Saturday December 1, 2012
I apologize, this is going to be a very short post as I only have about three minutes left on my battery and we need to order a new charger for my computer. May be a few days before you hear anything. Oh the joys.
The first Saturday in December in St. Augustine is celebrated with The British Night Watch, a tradition that commemorates the British Period of the city of St. Augustine. This period lasted from 1763 to 1783. The city used to be secured every night by guards marching by lantern to lock their gates, and on holidays and special occasions the night watch was made into a festive event. The population of St. Augustine would participate and carry a candle or lantern in the parade. This tradition has now been brought back to the city every December. (information taken from http://coastalcompanion.com/florida/st-augustine/british-night-watch/)

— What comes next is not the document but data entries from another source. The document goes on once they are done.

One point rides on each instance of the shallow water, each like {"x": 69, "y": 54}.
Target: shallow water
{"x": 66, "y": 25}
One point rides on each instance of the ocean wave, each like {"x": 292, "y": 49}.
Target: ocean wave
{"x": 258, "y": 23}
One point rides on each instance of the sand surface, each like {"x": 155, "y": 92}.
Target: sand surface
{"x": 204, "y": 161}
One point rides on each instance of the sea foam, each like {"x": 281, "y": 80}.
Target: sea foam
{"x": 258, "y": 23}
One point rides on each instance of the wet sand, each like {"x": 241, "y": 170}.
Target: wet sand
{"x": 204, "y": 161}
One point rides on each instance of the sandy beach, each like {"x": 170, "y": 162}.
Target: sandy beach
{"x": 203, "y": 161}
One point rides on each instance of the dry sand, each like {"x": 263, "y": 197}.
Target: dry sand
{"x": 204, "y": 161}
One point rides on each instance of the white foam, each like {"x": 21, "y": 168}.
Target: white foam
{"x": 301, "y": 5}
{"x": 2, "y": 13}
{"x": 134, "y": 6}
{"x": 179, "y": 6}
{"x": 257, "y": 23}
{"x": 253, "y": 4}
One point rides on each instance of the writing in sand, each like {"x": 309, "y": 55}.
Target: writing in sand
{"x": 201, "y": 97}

Taking place after dark when the city is illuminated we joined in the event ourselves, standing in the town square to listen to the proclamation given back in 1763 given by speakers dressed in full British uniform, wig and all. They listed the rules and ordinances and a curfew that thankfully isn’t in place any more. Once that was finished the parade began with a drum line filing down the street, all in period costumes, along with townspeople also in period costume following behind them with their candles lit. Once they had passed anyone from the 21st century could join in. Only finding out about the whole thing in the morning we weren’t sure exactly what was going on but we lit our 3 oz French Vanilla candle, the only thing we had on hand on short notice, and fell into line with everyone else.
Catching it on the opposite end of the square it had started on we were near the back of the line and tried to follow behind anyone holding a candle as it wound through narrow cobblestone streets filled with many shops and onlookers. Missing the locking of the gates as we took a short cut to catch us back up to the front we also soon became distracted by all the little shops and never made it back to the square. What we did happen to find though is Burrito Works Taco Shop which had a Gene Simmons guitar player out front decorated in Christmas lights out front and murals and graffiti on the inside. We left our mark there as well and if you do a little scouring you can even find where Tasha and I feverishly carved our names into a table before we left.